Turning to FIGS. 2 and 3, there is therein illustrated an alternate embodiment which differs from the primary embodiment shown in FIG. 1 only in that the radial movement of the liner is prevented in a different manner. With this embodiment, no intermediate cast shelf is provided. Rather, radial movement is prevented by an annular guide flange 80 on the outer periphery of the cylinder liner 38' adjacent to its topmost end. This flange 80 is closely fitted within bore 32, adjacent top deck portion 18. In order to permit coolant in cavity 62' to flow freely, a plurality of axially aligned, circumferentially spaced slots 82 are formed in the flange 80 to permit free coolant flow to passages 56 and 58, in the top deck and head portions, respectively.

Although the invention has been described in terms of specific embodiments, it is apparent that other embodiments may be resulted to without departing from the spirit and scope of this invention.
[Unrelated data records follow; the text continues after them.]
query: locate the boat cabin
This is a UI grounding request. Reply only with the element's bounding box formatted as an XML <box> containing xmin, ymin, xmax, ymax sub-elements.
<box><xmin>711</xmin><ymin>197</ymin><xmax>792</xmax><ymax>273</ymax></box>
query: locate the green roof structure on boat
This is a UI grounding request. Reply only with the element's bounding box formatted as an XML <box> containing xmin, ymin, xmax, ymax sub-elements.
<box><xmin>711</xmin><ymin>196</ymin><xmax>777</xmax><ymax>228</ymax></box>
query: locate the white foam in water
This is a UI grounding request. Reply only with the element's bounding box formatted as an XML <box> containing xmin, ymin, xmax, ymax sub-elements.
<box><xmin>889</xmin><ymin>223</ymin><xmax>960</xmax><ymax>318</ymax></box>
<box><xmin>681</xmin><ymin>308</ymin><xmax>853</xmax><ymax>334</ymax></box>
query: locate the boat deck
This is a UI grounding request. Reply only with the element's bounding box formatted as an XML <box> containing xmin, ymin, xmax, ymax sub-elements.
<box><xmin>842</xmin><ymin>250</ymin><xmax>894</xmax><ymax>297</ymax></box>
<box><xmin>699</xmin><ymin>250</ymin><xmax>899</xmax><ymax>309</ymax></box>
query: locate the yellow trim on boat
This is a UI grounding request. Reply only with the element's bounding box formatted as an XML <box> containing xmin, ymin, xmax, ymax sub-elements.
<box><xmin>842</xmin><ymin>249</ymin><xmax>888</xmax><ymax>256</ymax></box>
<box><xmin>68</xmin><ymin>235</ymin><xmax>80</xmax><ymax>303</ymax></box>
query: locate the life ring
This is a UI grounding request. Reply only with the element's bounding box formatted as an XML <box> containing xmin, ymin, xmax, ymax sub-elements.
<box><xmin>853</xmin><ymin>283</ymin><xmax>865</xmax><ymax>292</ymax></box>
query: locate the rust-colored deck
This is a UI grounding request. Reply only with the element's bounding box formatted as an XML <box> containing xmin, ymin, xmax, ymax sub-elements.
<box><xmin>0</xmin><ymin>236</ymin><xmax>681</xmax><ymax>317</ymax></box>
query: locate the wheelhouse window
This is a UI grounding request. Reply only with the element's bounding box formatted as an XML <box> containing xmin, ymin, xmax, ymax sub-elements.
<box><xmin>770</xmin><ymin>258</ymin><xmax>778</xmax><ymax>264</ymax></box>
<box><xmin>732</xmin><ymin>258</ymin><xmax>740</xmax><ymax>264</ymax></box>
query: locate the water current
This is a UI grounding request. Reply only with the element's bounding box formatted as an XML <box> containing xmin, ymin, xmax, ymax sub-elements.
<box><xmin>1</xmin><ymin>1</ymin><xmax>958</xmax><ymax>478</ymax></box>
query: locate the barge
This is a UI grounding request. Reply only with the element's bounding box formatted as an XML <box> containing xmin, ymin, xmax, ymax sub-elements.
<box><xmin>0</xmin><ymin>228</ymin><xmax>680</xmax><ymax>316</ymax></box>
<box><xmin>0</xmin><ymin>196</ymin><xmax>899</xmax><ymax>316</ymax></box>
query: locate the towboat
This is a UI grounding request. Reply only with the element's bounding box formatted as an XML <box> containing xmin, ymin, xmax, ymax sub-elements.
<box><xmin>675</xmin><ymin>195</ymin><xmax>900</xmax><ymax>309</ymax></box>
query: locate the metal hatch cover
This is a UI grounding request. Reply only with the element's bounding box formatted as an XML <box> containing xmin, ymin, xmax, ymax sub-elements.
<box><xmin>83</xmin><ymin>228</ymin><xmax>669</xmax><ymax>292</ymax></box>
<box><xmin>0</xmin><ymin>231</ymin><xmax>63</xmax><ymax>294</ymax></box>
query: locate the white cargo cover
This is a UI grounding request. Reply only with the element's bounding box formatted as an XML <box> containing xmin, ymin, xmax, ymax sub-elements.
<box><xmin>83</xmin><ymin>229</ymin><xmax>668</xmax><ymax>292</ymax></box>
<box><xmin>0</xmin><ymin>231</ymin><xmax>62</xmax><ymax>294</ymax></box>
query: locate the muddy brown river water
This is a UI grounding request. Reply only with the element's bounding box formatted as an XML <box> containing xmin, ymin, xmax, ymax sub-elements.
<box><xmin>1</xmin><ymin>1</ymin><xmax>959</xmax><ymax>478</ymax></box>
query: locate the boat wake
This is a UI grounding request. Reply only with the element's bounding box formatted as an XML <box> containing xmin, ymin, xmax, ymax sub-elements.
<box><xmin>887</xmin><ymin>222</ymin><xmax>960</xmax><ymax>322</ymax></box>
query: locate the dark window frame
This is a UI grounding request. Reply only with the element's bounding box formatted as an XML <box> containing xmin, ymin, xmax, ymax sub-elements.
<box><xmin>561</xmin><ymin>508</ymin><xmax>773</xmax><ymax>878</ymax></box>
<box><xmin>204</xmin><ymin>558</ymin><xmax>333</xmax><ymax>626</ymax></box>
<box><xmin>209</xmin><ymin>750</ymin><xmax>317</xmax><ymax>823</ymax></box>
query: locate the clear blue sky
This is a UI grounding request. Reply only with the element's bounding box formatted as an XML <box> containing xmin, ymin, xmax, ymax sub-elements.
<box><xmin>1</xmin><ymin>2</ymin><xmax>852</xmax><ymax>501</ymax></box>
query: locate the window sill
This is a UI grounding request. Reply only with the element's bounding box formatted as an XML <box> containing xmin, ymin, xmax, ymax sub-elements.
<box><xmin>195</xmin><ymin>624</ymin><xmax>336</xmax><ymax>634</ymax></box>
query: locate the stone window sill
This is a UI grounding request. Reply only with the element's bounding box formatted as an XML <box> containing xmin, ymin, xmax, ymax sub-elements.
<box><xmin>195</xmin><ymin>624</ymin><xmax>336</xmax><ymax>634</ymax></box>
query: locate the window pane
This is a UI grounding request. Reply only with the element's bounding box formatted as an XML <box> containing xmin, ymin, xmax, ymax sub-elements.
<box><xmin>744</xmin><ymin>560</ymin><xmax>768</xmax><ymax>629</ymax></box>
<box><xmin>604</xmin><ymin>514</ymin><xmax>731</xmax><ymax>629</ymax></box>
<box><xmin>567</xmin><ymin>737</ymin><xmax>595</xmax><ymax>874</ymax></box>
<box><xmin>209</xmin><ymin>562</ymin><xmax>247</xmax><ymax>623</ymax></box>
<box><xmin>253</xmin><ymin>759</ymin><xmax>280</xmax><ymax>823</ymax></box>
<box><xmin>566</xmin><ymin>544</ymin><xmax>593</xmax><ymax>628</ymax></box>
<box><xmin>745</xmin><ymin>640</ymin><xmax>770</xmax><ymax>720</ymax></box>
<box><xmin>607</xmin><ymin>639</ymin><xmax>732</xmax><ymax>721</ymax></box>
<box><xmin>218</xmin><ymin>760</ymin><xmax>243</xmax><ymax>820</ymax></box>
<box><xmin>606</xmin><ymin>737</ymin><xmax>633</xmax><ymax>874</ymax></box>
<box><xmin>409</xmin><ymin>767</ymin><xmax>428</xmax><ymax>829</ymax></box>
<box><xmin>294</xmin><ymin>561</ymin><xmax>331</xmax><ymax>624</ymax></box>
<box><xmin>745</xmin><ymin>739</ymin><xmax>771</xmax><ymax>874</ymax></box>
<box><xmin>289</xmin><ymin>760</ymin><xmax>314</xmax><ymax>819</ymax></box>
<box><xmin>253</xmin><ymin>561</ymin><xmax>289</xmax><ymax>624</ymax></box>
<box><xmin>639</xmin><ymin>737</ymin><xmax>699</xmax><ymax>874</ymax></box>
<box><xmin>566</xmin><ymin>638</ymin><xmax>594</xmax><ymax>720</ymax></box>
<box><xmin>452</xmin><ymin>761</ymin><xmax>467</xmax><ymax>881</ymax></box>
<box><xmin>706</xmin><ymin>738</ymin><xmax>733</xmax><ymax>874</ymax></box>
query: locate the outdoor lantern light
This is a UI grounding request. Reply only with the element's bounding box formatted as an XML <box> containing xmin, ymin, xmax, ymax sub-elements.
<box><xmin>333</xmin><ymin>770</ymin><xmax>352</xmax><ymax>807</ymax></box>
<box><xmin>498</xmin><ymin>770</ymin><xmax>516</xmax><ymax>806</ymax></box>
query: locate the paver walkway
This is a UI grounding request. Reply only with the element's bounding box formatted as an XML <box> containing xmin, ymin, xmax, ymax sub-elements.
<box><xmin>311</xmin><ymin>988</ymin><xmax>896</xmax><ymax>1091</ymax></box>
Thus, the invention is not to be otherwise limited, except as specifically pointed out in the claims hereto appended.

Claims

What is claimed is:

1. In an internal combustion engine, a cylinder head mounted on a cylinder block, said block defining a top deck portion, a cylinder bore in said cylinder block, a generally cylindrical cylinder liner disposed within said cylinder bore, a reduced diameter portion of said cylinder liner defining an annular shoulder intermediate said top deck and said shelf, means for supporting said cylinder liner comprising a support sleeve circumscribing said reduced diameter portion of said cylinder liner having an end thereof in abutment with said annular shoulder, wherein said support sleeve is relatively thin walled with respect to said cylinder liner whereby it possesses a relatively lower spring rate with respect to said sleeve, and further including means for preventing radial movement of said cylinder liner in said block comprising a shelf in said block intermediate said top deck and lower wall defining a bore, and an annular flange on said cylinder liner closely fitted within said last-named bore.

2. In an internal combustion engine, a cylinder head mounted on a cylinder block, said block defining a top deck portion, a cylinder bore in said cylinder block, a cavity in said block including a lower wall defining a shelf located intermediate the top deck and the lower wall, a generally cylindrical cylinder liner disposed within said cylinder bore, a reduced diameter portion of said cylinder liner defining an annular shoulder intermediate said top deck and said shelf and means for supporting said cylinder liner comprising a support sleeve circumscribing said reduced diameter portion of said cylinder liner having an end thereof in abutment with said annular shoulder, and a yieldable spacer circumscribing said reduced diameter portion and in abutment with the other end of said support sleeve and said shelf whereby excess loads on and thermal cycling of said cylinder liner are accommodated, wherein said support sleeve is relatively thin walled with respect to said cylinder liner whereby it possesses a relatively lower spring rate with respect to said sleeve, and further including a resilient annular member disposed between said reduced diameter portion of said liner and said yieldable spacer so as to radially position said spacer.

3. The invention of claim 1 wherein said yieldable spacer is chevron-shaped in cross-section.

4. The invention of claim 1 wherein said shelf is formed in a counterbore in said lower wall whereby said yieldable spacer is fitted within said counterbore.

5. The invention of claim 1 wherein said radial movement-preventing means comprises an annular guide flange on the outer periphery of said cylinder liner adjacent to its uppermost end, said guide flange being closely fitted within said cylinder bore.

6. The invention of claim 5 wherein said annular guide flange has a plurality of circumferentially-spaced slots therein.